Heat Advisory in effect Friday 10:00 am until 8:00 pm

Daredevil hangs by her teeth over Niagara Falls, shatters record

It’s the type of record-breaking stunt that gives new meaning to the term “by the skin of her teeth.”

Daredevil acrobat Erendira Wallenda set a new world record Thursday when she hung by her teeth from a helicopter some 300 feet above Niagara Falls.

The precarious stunt was made to look graceful by Wallenda, who used an iron mouth piece attached to a hoop for support, in accordance with New York state law.

She remained in the air over the cascading falls for about eight minutes, performing a few flips for fun.

Despite strong winds, the 36-year-old lifelong performer described the stunt as “a beautiful and amazing experience.”

Aerialist Erendira Wallenda hangs beneath a helicopter during a stunt over the Horseshoe Falls at Niagara Falls, New York, June 15, 2017. / AFP PHOTO / Geoff Robins (Photo credit should read GEOFF ROBINS/AFP/Getty Images)
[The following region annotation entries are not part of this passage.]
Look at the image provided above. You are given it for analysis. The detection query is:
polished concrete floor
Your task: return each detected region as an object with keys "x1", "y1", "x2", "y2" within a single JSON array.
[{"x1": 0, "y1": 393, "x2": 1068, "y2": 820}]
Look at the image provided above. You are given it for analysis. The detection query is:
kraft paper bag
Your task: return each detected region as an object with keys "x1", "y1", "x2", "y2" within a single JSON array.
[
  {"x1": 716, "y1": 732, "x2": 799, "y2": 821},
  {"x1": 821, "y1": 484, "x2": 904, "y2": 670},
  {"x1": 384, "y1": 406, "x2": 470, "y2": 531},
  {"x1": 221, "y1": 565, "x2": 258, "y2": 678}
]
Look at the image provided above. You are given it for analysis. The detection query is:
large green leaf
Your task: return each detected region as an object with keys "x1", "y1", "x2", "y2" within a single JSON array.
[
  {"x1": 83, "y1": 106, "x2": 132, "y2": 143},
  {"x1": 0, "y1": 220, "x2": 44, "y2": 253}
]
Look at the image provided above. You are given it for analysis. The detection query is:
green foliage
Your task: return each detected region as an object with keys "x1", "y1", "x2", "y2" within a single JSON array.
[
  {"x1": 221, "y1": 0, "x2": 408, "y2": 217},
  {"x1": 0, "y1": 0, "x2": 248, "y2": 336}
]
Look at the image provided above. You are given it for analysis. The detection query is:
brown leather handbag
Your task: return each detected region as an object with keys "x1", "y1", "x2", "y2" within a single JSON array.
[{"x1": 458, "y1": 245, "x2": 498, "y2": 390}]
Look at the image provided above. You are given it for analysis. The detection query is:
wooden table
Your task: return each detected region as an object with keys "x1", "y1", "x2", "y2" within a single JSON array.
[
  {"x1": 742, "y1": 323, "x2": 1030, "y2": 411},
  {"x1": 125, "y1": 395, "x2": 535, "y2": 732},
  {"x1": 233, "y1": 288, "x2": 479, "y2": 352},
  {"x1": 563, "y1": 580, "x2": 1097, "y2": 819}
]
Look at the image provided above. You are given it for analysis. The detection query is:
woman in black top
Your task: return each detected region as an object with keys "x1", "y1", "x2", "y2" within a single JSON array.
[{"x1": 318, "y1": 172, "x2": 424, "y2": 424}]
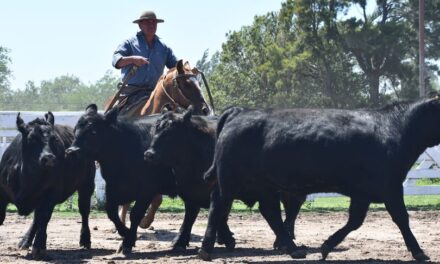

“I never stopped dreaming and thinking of things that I could do,” she said. “I was inspired by my husband, knowing that if a guy can do it, a girl can do it, too.”

Wallenda’s success shattered the world record of 250 feet. It was set by her husband, fellow daredevil Nik Wallenda, in 2011, when he hung over Silver Dollar City in Branson, Missouri.

Nik Wallenda was on hand for Thursday’s show, leaning out into the air from the chopper to coordinate communication between Wallenda and the pilot.

The Niagara County Legislature helped finance the act, allocating $35,000 last month.

The performance, which attracted national news coverage but just a handful of curious onlookers, also fell on the five-year anniversary of Nik Wallenda’s tightrope walk over Niagara Falls, which drew tens of thousands, as well as live TV reports.

Aerialist Erendira Wallenda hangs beneath a helicopter during a stunt over the Horseshoe Falls at Niagara Falls, New York, June 15, 2017. / AFP PHOTO / Geoff Robins (Photo credit should read GEOFF ROBINS/AFP/Getty Images)

Erendira Wallenda and her husband come from a long-line of daredevils and circus performers, whose acts and record-setting stunts have astounded the world since the 1940s. Not all the family’s feats have ended in success, however. In February, an eight-person pyramid, featuring Nik Wallenda, atop a high wire collapsed.

Other exploits have been fatal. In 1978, Nik Wallenda’s great-grandfather, Karl Wallenda, fell to his death at age 73 as he tried to walk on a wire between two hotel towers in San Juan, Puerto Rico.